Simultaneous removals of nitrate and sulfate and the adverse effects of gravel-based biofilters with flower straws added as exogenous carbon source

The feasibility of adding straws of ornamental flowers as carbon source into gravel-based biofilters to enhance removals of nitrate and sulfate simultaneously, and the concomitant adverse effects were evaluated in this study. The straws were added into a perforated PVC pipe vertically inserted into each biofilter. Results showed that compared to the control biofilter with almost no removal capacity, the experimental systems effectively co-eliminated nitrate and sulfate from the wastewater, with a mean removal rate of 1.29–2.11 g NO3−-N m−3 d−1 and 1.03–2.16 g SO42− m−3 d−1, and higher efficiencies achieved for carnation and lily straws than rose and violet. A significant positive correlation was detected between nitrate and sulfate removal efficiency, with the nitrate removal notably more efficient. Nitrate and sulfate removal rates both decreased gradually with the operation time due to the declining carbon supply, and could be augmented again by fresh straw addition even in winter season.

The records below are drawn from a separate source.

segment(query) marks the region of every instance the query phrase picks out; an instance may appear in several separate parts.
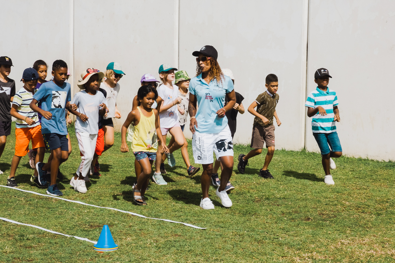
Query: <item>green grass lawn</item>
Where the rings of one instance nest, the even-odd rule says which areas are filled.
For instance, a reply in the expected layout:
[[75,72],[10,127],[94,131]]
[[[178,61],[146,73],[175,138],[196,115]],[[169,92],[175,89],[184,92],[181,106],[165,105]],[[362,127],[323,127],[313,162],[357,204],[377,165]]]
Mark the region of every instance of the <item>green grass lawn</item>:
[[[120,152],[118,133],[100,159],[103,176],[91,178],[86,194],[74,191],[69,183],[80,158],[73,129],[69,131],[73,152],[60,166],[65,178],[58,183],[62,197],[207,229],[0,187],[0,217],[94,241],[108,224],[119,246],[116,251],[100,254],[89,242],[0,221],[0,262],[395,261],[393,162],[342,157],[335,160],[335,184],[328,186],[319,154],[276,150],[269,167],[275,179],[269,180],[257,175],[265,151],[249,160],[245,174],[237,172],[237,156],[250,148],[235,145],[231,181],[236,188],[229,195],[233,206],[222,207],[211,187],[215,209],[203,210],[199,207],[200,173],[186,176],[178,151],[176,166],[166,165],[164,177],[169,184],[151,183],[146,194],[148,205],[138,206],[132,191],[134,156]],[[15,142],[13,130],[0,159],[3,185]],[[190,158],[193,160],[192,149]],[[27,156],[23,158],[17,171],[19,188],[45,194],[30,183],[33,170],[28,161]]]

The phosphorous removal capacity of the biofilter was low and just influenced limitedly by the straw addition. High contents of organic carbon and colored matter were determined in the effluent after the straw addition but sharp drops to low levels were followed, resulting in insufficient carbon source for the removals of nitrate and sulfate. Mild accumulations of nitrite and ammonium occurred, averaging 0.39–1.30 mg L−1 and 0.46–0.93 mg L−1 in the effluent, while the content of dissolved sulfide was low. The biofilter added with rose straw showed the lowest relative adverse effects despite of its low removal capacities, and good performance with moderate adverse effects were obtained when adding with the carnation straw. The biofilter can be potentially applied to co-alleviate nitrate and sulfate pollutions although further optimization of straw addition is still required.